Investigation since the December 1 incident revealed the train had an emergency system in place. Called the “dead man’s pedal” in the industry, the feature designed to stop a train if the engineer becomes incapacitated did not activate – some assume because the engineer had his hands on the wheel. The engineer, as well, claims he applied the brakes but that the train did not stop; the investigation has since revealed the train’s brakes were functioning properly.
This unfortunate incident is one of four serious accidents Metro North experienced in six months. In Connecticut, two passenger trains collided during rush hour; in response, federal organizations examined the track conditions.
Because of Metro North’s record, the Federal Railroad Administration has been looking into potential solutions to guard against an accident of this caliber occurring again. One is the C3RS program, in which railroad employees could come forward with safety issues. Another is “positive train control,” or an automatic braking system.
It’s estimated that, nationally, implementing positive train control could cost $2.75 billion, with the government footing a large percentage of the costs. As a result of an order Congress instituted in 2008, rail lines, including Metro North, have until the end of 2015 to come up with a similar solution.

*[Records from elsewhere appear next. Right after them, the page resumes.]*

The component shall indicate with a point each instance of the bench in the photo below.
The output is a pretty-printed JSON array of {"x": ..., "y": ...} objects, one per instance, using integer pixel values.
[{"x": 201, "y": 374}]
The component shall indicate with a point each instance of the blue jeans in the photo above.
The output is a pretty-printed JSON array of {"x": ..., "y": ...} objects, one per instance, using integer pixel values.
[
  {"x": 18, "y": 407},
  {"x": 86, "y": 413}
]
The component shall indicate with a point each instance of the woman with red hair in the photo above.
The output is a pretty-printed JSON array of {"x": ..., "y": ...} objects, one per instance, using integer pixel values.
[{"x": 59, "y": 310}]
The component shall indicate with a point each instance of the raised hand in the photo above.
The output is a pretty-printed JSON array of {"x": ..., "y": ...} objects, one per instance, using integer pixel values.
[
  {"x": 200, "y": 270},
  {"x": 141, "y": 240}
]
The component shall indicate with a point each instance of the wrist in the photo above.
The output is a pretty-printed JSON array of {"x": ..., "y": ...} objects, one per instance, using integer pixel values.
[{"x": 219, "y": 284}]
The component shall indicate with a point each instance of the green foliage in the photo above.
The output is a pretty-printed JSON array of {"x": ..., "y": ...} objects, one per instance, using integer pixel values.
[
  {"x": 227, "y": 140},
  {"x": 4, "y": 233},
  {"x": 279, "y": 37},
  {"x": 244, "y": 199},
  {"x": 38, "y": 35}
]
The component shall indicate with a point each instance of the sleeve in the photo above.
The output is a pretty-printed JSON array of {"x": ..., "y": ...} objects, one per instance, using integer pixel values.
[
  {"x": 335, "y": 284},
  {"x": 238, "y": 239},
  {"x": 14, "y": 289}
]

As of last month, the Metropolitan Transportation Authority allotted $210 million to set up a positive control system, and the project has already passed into the design phase.
However, keep in mind that other trains traversing the Northeastern corridor, such as Amtrak, have had this type of system in place since the early 2000s. Additionally, train ridership continues to increase – up 42 percent since 1990 – with the New Haven to Grand Central Metro North line being the most traveled.